Efficiently Extracting Randomness from Imperfect Stochastic Processes

TL;DR

This paper introduces new extractors that efficiently generate nearly optimal random bits from imperfect, correlated sources without prior knowledge of their distribution, improving upon existing methods.

Contribution

We design variable-input, fixed-output length extractors that are efficient, adaptable to unknown sources, and approach the Shannon entropy limit.

Findings

Extractors approach the Shannon entropy limit.

Efficiently handle sources with unknown distributions.

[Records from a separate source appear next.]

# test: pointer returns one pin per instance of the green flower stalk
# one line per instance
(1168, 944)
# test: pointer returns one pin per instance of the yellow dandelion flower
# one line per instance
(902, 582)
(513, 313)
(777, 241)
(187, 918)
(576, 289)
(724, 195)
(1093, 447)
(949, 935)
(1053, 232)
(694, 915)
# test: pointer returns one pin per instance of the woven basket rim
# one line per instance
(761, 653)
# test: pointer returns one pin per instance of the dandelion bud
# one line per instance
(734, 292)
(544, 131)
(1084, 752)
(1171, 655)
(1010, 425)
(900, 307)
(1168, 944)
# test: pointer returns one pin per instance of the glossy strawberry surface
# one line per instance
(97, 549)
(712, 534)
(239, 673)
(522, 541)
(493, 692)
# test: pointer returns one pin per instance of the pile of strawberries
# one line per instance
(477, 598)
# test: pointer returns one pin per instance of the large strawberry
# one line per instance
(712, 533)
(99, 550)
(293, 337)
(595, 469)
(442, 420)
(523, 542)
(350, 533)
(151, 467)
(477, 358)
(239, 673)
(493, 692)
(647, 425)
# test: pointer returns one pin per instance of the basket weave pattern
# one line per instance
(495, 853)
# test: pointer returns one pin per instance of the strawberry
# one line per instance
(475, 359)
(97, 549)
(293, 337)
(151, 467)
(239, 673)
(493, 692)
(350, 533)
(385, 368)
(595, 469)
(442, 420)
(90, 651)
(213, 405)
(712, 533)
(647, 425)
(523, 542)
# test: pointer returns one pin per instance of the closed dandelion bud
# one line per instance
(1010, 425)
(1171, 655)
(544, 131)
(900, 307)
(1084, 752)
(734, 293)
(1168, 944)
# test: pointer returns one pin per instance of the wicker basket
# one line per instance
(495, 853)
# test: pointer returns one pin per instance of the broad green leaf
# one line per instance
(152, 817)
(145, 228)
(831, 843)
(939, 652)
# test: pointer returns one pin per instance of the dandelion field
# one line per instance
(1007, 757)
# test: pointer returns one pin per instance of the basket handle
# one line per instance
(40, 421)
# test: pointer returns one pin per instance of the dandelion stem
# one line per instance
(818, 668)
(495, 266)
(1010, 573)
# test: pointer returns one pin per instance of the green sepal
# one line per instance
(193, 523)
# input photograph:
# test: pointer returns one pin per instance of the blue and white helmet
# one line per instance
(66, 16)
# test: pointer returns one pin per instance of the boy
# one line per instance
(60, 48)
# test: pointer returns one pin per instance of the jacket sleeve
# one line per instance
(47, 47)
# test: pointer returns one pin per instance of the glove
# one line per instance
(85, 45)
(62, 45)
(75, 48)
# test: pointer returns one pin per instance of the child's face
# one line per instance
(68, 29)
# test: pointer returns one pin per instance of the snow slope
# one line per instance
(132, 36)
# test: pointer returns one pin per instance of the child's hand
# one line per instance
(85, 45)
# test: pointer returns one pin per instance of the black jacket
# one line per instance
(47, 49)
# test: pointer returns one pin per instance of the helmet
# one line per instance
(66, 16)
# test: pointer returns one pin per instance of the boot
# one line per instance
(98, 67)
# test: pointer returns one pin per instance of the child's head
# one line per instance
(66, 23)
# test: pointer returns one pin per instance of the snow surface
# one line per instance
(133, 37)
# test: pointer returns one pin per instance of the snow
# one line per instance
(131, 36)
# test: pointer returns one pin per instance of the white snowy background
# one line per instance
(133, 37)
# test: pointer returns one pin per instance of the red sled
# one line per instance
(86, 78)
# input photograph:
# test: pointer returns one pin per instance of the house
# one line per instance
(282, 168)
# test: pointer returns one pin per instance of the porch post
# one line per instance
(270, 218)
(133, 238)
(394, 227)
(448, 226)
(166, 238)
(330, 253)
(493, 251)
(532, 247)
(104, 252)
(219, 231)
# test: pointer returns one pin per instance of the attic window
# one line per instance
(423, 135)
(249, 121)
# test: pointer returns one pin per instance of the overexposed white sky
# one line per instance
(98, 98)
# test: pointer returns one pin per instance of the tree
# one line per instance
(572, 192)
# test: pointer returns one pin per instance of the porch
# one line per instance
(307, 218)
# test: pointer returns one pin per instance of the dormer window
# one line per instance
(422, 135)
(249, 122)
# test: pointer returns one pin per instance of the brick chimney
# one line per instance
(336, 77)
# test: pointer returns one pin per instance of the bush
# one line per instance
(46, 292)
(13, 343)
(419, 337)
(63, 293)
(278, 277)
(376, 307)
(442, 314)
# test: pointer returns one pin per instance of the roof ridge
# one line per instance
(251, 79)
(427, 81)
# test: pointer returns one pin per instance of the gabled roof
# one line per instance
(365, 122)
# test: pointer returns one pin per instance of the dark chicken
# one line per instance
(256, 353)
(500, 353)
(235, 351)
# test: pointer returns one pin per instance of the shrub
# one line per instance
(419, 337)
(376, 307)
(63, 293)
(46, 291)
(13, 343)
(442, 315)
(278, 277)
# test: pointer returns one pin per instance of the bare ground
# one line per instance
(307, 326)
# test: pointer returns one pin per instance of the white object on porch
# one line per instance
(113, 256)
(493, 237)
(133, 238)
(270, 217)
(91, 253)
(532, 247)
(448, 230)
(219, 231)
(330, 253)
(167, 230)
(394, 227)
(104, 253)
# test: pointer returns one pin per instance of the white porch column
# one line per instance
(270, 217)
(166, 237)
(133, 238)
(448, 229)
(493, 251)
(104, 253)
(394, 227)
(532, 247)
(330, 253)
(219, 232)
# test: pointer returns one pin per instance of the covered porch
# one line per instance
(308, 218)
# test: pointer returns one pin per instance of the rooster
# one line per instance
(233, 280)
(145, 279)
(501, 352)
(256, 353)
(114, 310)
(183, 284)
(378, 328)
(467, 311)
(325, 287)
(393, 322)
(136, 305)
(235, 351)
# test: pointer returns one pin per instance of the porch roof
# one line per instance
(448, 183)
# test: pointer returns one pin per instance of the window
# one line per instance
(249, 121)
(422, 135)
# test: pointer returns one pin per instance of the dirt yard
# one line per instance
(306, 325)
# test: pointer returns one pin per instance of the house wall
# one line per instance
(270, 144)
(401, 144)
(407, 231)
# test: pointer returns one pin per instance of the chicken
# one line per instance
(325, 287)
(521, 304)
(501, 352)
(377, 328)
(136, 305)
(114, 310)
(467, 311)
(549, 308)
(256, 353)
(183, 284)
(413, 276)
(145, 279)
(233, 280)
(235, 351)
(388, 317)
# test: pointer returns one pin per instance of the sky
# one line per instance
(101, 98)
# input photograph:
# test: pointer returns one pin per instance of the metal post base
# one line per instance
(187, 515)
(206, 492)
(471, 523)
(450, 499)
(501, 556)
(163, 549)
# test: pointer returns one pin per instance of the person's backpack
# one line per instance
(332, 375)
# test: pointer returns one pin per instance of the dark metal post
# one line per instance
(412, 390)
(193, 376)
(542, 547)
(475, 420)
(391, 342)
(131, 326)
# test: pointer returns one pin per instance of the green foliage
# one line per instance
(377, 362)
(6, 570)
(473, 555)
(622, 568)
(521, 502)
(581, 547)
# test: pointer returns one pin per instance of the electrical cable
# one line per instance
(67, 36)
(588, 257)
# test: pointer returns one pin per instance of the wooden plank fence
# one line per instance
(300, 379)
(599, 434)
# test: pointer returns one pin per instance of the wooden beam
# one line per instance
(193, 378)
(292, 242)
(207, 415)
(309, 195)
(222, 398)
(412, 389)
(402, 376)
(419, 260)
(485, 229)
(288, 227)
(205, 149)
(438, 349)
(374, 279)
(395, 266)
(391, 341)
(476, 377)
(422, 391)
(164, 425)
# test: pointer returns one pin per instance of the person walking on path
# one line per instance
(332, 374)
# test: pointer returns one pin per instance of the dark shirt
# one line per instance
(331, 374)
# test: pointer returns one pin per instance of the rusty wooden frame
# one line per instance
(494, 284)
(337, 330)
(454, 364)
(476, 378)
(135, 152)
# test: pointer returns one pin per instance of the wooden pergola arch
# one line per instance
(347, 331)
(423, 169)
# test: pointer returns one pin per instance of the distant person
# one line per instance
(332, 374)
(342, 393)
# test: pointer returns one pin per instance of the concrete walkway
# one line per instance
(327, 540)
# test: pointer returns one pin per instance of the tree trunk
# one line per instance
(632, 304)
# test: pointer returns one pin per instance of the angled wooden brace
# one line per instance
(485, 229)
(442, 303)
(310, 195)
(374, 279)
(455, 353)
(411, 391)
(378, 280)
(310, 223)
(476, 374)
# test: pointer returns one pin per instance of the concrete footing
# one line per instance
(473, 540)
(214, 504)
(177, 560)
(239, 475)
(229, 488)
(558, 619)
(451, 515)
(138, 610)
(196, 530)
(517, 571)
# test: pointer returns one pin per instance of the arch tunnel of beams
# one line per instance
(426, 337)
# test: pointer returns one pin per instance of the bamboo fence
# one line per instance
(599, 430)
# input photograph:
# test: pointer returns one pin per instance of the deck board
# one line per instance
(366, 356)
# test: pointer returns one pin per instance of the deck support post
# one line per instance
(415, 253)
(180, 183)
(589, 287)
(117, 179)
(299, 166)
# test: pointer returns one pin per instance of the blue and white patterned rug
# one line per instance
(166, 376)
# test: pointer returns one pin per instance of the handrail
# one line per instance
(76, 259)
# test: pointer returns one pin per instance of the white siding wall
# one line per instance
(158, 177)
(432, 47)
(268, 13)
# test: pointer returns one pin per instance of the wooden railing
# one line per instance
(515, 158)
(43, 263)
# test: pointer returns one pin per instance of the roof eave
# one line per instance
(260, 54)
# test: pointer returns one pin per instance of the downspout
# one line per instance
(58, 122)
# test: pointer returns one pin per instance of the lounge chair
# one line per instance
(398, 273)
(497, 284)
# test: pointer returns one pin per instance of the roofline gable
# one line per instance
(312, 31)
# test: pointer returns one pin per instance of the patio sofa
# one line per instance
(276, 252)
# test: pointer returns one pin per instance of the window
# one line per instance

Capable of extracting randomness from correlated processes.

Abstract

We study the problem of extracting a prescribed number of random bits by reading the smallest possible number of symbols from non-ideal stochastic processes. The related interval algorithm proposed by Han and Hoshi has asymptotically optimal performance; however, it assumes that the distribution of the input stochastic process is known. The motivation for our work is the fact that, in practice, sources of randomness have inherent correlations and are affected by measurement's noise. Namely, it is hard to obtain an accurate estimation of the distribution. This challenge was addressed by the concepts of seeded and seedless extractors that can handle general random sources with unknown distributions. However, known seeded and seedless extractors provide extraction efficiencies that are substantially smaller than Shannon's entropy limit. Our main contribution is the design of extractors that have a variable input-length and a fixed output length, are efficient in the consumption of symbols from the source, are capable of generating random bits from general stochastic processes and approach the information theoretic upper bound on efficiency.